Hip bursitis (medical name: trochanteric bursitis) is often confused with other conditions that also cause outer hip pain, and sometimes it occurs together with one of these conditions. In this article, I explain hip bursitis symptoms and causes as well as how to treat it, including massage and which exercises to avoid. Remember, if you need more help with an injury, you're welcome to consult one of our physios online via video call.


Learn what causes hip bursitis and how best to treat it.

In this article:

  1. What is a bursa and where does hip bursitis hurt?

  2. What is hip bursitis?

  3. How to diagnose hip bursitis

  4. Treatment for hip bursitis

  5. How we can help

We also made a video about this:



What is a bursa and where does hip bursitis hurt?

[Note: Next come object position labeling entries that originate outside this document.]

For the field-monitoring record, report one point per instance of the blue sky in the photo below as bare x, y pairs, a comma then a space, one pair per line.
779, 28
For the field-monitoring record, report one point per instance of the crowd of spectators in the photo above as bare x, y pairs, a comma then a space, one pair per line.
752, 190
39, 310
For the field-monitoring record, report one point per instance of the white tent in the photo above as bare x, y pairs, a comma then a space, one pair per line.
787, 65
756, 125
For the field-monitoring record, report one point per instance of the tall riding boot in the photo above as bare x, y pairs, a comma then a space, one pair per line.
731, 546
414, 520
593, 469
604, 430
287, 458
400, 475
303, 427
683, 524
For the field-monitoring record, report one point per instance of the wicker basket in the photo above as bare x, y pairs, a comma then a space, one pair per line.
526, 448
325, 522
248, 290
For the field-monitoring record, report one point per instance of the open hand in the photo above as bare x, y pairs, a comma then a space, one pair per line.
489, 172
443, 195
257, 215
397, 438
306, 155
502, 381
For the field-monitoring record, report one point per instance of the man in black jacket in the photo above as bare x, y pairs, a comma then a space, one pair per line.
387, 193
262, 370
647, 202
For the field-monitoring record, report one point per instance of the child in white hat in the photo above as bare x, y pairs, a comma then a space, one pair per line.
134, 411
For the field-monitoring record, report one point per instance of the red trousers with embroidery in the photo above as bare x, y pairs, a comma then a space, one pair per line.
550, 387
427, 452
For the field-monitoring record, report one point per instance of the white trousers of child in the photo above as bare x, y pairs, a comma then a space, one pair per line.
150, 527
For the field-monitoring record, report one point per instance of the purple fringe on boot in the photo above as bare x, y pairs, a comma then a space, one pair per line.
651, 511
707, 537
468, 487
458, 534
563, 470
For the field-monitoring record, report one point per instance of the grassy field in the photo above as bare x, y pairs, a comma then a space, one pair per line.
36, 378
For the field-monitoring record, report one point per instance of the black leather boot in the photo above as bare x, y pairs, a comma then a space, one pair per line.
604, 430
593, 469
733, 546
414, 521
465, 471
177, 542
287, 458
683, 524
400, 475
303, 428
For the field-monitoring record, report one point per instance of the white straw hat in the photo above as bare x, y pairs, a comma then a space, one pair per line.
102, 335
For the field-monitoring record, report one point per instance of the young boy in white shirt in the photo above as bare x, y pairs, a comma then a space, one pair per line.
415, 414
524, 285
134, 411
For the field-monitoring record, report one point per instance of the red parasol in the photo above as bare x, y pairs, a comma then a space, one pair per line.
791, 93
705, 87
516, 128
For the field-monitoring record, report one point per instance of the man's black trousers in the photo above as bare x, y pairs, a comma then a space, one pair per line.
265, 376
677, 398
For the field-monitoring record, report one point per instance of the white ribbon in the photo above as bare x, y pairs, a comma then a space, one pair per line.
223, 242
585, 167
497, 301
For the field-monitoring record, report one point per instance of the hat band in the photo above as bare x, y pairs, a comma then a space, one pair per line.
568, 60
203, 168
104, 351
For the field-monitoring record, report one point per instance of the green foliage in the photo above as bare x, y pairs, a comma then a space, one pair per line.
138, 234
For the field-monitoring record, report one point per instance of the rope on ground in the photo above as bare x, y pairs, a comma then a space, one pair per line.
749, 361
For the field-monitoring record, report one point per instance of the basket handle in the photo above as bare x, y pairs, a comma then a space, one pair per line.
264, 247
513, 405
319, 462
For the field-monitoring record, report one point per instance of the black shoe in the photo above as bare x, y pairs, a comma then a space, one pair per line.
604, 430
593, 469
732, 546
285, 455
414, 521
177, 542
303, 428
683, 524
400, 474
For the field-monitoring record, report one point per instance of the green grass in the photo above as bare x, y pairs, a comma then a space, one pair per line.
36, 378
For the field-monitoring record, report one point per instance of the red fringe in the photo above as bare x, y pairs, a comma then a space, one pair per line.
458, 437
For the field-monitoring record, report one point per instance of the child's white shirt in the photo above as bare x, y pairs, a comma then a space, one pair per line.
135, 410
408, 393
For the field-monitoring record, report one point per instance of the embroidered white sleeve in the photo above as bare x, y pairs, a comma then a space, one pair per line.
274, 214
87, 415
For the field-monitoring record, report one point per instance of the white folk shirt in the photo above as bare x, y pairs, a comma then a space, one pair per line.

A bursa is a little fluid-filled sac, and you have them wherever a muscle or tendon is close to a bone. They sit between the muscle or tendon and the bone and in some cases between muscles, and their function is to prevent friction between these various body parts. It’s almost like those inflated marine fenders hanging over the side of a boat to protect it from contact with the dock or jetty.


There are at least 9 different hip bursae that can cause pain when you have trochanteric or hip bursitis.
Adapted from Williams, B. S. and S. P. Cohen (2009). "Greater trochanteric pain syndrome: a review of anatomy, diagnosis and treatment." Anesthesia & Analgesia 108(5): 1662-1670.

There are plenty of bursae in the hip, because there are so many muscles in that area: the gluteus maximus, medius, and minimus, the piriformis muscle deep inside the hip, as well as quite a few smaller muscles. And these muscles are all attached to the hip bone or the top of the thigh bone with tendons.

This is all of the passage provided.